Question

Find Ecell for the following half-reaction.

Zn(OH)2(s) + 2e− ⇌ Zn(s) + 2OH−(aq)

Given:

Ksp= 1.8 x 10-14 at 298K

The Correct Answer is -1.17 V I just can't figure out how!?!?!

Answer 1

The Ecell for the given half-reaction is 0.76 V.

Step-by-step explanation:

The standard electrode potential for the Zn/Zn2+ redox couple is -0.76 V.

To find the cell potential (Ecell) for the given half-reaction, we need to subtract the standard electrode potential of the oxidation half-reaction from the standard electrode potential of the reduction half-reaction. In this case, the reduction half-reaction is 2H+ (aq) + 2e⁻ → H2(g) with a standard electrode potential of 0 V. The oxidation half-reaction is Zn(OH)2(s) + 2e⁻ → Zn(s) + 2OH-(aq) with a standard electrode potential of -0.76 V.

Therefore, the Ecell for the given half-reaction is:

Ecell = Ecathode - Eanode = 0 V - (-0.76 V) = 0.76 V.

Answer 2

The Ecell for the given half-reaction is 0.76 V.

Step-by-step explanation:

The given half-reaction is:

Zn(OH)2(s) + 2e− ⇌ Zn(s) + 2OH−(aq)

To find Ecell, we need to use the standard electrode potentials and the Nernst equation.
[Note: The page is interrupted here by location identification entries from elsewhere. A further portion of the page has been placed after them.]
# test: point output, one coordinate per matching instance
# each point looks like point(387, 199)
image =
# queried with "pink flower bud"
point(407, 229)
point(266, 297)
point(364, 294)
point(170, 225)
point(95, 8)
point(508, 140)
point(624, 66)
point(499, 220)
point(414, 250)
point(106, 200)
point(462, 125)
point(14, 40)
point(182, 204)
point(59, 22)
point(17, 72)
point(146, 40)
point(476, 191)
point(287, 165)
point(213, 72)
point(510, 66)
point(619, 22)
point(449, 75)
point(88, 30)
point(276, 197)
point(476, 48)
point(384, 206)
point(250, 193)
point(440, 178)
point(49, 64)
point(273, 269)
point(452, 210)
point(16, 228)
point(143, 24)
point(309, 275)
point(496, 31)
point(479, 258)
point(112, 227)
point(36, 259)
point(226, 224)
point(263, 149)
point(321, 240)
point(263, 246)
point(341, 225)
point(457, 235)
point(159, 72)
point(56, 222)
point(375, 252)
The standard reduction potential for the reaction Zn²+(aq) + 2e¯ → Zn(s) is -0.76 V. We must subtract this value from the standard electrode potential of the cathode to obtain the Ecell.

Ecell = 0 V - (-0.76 V) = 0.76 V

Therefore, the Ecell for the given half-reaction is 0.76 V.